L'obbligo scaturisce
dall'esercizio della professione sanitaria e precisamente dall'aver prestato
assistenza o opera nel caso concreto. Il referto, quindi, rientra tra le
attività doverose cui il sanitario è sottoposto, tanto che, come disciplinato
dall'art. 365 codice penale, l'inadempimento di tale obbligo è penalmente
sanzionabile.
Oggetto del referto sono quei casi che possano
presentare i caratteri di delitto perseguibile d'ufficio, e ciò anche quando
l'autore sia persona non imputabile. Sono esclusi pertanto i casi nei quali si
procede solo a querela della persona offesa.
Tra i delitti
perseguibili d’ufficio concernenti l’ambito sanitario si evidenziano:
- delitti contro la vita
(omicidio, istigazione o aiuto al suicidio, omicidio del consenziente,
infanticidio);
- delitti contro
l'incolumità individuale (lesioni personali dolose e colpose);
- delitti contro
l'incolumità pubblica (attività pericolose che comportino rischi di epidemie, intossicazioni,
danni provocati da alimenti o medicinali);
- delitti sessuali;
- delitti di interruzione
della gravidanza;
- delitti contro la
libertà personale (sequestro di persona, violenza privata);
-
delitti contro la famiglia (abuso di mezzi di correzione, maltrattamenti).
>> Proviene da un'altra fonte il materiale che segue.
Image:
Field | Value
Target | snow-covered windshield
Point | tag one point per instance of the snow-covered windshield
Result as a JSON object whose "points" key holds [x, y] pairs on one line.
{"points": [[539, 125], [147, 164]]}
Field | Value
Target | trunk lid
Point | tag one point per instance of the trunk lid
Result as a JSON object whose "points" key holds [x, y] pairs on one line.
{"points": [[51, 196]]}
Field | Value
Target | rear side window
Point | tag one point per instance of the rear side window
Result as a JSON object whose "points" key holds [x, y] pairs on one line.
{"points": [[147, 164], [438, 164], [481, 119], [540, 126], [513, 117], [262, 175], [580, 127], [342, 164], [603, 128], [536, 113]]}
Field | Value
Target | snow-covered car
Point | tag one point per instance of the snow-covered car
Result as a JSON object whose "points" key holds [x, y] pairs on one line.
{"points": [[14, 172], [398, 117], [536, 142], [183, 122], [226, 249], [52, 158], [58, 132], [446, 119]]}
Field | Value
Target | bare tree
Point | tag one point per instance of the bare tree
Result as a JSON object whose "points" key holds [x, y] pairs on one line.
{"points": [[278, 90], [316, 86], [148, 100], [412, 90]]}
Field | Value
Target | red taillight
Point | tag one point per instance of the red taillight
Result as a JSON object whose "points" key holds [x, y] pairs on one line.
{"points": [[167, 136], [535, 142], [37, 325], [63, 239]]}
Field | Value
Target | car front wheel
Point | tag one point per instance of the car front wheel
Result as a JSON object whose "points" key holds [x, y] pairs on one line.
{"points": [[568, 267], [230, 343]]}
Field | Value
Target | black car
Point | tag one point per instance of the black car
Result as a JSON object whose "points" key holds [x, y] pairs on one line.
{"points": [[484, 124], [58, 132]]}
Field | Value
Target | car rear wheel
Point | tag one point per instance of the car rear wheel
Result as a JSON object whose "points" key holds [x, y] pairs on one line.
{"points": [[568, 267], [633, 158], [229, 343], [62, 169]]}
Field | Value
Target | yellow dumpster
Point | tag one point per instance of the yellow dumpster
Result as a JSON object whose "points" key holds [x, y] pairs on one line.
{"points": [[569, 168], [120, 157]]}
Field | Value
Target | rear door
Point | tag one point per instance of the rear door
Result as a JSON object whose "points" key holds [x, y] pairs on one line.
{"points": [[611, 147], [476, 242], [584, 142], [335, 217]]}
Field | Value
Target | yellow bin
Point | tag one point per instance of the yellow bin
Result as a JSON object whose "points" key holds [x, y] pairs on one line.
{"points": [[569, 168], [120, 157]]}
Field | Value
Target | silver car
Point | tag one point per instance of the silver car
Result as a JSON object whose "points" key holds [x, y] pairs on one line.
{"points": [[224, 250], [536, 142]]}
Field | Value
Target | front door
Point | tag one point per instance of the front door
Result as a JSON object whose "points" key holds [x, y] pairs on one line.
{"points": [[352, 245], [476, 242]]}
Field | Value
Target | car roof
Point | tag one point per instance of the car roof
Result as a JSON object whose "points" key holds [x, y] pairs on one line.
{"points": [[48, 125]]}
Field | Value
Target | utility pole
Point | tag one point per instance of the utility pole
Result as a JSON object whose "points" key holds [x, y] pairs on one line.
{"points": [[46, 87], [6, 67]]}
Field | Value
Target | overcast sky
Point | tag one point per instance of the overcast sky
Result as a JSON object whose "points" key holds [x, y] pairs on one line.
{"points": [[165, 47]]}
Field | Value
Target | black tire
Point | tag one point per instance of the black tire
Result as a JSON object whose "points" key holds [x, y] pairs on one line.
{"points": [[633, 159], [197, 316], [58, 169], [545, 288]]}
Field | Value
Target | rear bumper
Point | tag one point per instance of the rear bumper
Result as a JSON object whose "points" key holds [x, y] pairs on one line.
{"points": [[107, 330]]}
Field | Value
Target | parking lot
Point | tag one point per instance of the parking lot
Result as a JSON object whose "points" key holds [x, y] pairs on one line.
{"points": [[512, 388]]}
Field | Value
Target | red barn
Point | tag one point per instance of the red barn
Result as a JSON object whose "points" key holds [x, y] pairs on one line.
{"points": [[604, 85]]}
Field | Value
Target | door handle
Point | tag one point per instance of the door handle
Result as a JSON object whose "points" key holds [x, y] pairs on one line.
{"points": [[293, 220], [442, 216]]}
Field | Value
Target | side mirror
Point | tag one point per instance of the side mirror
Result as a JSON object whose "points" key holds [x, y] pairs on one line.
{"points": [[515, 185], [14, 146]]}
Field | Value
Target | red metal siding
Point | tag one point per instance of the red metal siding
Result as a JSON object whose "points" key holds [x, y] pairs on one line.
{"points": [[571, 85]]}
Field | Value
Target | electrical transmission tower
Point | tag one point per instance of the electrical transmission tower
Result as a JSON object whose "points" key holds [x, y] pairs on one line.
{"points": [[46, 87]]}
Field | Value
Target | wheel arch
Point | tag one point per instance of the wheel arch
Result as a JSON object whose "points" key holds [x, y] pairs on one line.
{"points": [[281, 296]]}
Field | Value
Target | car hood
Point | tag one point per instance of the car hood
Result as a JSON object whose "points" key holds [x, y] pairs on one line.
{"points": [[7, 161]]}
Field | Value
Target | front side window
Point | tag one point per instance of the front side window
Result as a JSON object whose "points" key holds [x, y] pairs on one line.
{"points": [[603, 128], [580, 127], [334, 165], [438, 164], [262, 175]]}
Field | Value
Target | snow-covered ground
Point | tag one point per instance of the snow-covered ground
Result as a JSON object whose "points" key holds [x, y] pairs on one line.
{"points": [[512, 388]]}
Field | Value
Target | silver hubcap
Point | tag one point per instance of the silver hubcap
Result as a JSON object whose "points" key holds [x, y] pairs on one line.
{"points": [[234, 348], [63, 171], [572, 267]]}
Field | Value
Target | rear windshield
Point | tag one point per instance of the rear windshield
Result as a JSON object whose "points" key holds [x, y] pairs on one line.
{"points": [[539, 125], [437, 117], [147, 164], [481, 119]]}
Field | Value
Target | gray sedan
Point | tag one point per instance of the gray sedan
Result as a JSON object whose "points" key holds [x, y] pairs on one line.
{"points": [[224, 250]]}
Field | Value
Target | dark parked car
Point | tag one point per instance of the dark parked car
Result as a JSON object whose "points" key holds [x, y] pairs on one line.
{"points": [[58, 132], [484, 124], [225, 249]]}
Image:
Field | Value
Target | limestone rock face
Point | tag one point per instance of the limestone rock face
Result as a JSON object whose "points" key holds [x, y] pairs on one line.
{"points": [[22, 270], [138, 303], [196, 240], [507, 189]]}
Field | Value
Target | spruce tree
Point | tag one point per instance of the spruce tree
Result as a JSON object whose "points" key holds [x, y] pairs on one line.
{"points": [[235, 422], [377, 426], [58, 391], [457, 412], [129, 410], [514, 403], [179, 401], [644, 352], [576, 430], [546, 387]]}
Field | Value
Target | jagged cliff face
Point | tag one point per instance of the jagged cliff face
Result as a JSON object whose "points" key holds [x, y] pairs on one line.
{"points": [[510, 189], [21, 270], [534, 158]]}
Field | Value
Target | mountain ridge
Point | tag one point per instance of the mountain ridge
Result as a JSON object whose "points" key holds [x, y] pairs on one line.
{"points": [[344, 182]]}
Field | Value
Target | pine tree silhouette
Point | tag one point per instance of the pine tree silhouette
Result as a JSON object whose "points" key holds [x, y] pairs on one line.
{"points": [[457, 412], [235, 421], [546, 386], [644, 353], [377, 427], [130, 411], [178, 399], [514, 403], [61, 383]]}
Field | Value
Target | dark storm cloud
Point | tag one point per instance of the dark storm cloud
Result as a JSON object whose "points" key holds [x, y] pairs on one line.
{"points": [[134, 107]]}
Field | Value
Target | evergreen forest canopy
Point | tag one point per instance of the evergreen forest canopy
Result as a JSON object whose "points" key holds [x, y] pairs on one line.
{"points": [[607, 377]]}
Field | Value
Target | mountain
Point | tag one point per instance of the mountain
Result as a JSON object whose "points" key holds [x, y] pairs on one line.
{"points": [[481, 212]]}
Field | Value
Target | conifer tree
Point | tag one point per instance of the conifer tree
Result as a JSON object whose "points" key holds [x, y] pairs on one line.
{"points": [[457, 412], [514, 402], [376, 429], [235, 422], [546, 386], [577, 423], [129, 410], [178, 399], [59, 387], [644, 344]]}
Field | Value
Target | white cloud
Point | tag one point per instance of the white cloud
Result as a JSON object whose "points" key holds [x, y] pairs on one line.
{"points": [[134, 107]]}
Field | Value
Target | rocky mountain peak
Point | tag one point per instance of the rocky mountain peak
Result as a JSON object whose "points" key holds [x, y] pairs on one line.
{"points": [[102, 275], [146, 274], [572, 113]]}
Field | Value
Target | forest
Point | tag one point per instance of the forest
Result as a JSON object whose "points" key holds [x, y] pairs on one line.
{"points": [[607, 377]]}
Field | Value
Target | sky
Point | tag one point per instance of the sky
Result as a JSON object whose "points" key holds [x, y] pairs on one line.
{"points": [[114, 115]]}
Nel caso in cui il sanitario
svolga la propria attività come pubblico dipendente, quindi con la qualifica
giuridica di pubblico ufficiale od incaricato di pubblico servizio, gli
articoli 331 e 332 del codice penale prevedono anche per tali soggetti l’obbligo
di informare l’Autorità Giudiziaria dell’esistenza di reati mediante la
trasmissione, senza ritardo, della cosiddetta denuncia di reato, limitatamente,
come per il referto, ai soli reati perseguibili d’ufficio.
L'obbligo di denuncia
interessa, come sancito dall'art. 331 codice di procedura penale, tutti i
pubblici ufficiali e gli incaricati di pubblico servizio che, durante
l'espletamento del proprio servizio, abbiano notizia di un reato perseguibile
d'ufficio; tale obbligo risponde all'esigenza di recare informazioni circa gli
elementi del fatto, con indicazioni riguardanti la fonte della notizia, la data
di acquisizione della stessa, i dati riguardanti la persona autrice del fatto,
la persona offesa, ad esclusione dei dati di natura biologica, fornendo un
giudizio diagnostico delle lesioni, nonché un'analisi approfondita sulla
natura, sulla causa e sulle conseguenze delle stesse.
Occorre evidenziare che
mentre per poter stilare una denuncia è necessario che il pubblico ufficiale
abbia avuto notizia, durante il proprio servizio, di un reato effettivamente
realizzatosi, ai fini del referto, invece, e' sufficiente che l'esercente una professione
sanitaria abbia prestato la propria assistenza od opera in casi che, sulla base
delle proprie conoscenze e della propria personale discrezionalità, possano
presentare le caratteristiche di delitti perseguibili d'ufficio.
Altra distinzione nasce
dall'assunto che, a differenza della denuncia, l'autore del referto è esercente
professione sanitaria, il che impone l'obbligo di rispetto dei doveri
deontologici di tutela e salvaguardia dell'assistito, prima ancora di quello
dell'espletamento dei doveri giuridici, secondo gli stessi canoni posti alla
base del segreto professionale.
E' bene precisare, però,
che, perchè possa sussistere tale esimente, è necessario che “tra referto e sottoposizione
della persona a procedimento penale sussista un rapporto di causa ad effetto,
nel senso che solo a seguito del referto del sanitario il procedimento verrebbe
aperto”.
Ciò significa che tale
esonero non è applicabile nel caso in cui la prestazione professionale fosse
diretta nei riguardi di:”persona latitante o ricercata per altre vicende
giudiziarie o che debba scontare una condanna a pena definitiva”, in tal caso
il referto non sarebbe infatti causa dell'esposizione della persona offesa a
procedimento penale (già avviato o addirittura definito), ma solo, semmai,
occasione per il suo rintraccio.
Per quanto riguarda
l'omissione di referto, come disciplinata dall'art. 365 codice penale, è considerata
reato in quanto ostacolo allo svolgimento dell'attività giudiziaria. E’
punibile non solo chi ometta di redigere il referto, ma anche chi non lo faccia
pervenire in tempo all'Autorità Giudiziaria (art. 334 codice procedura penale)
e chi lo rediga in maniera incompleta o scorretta.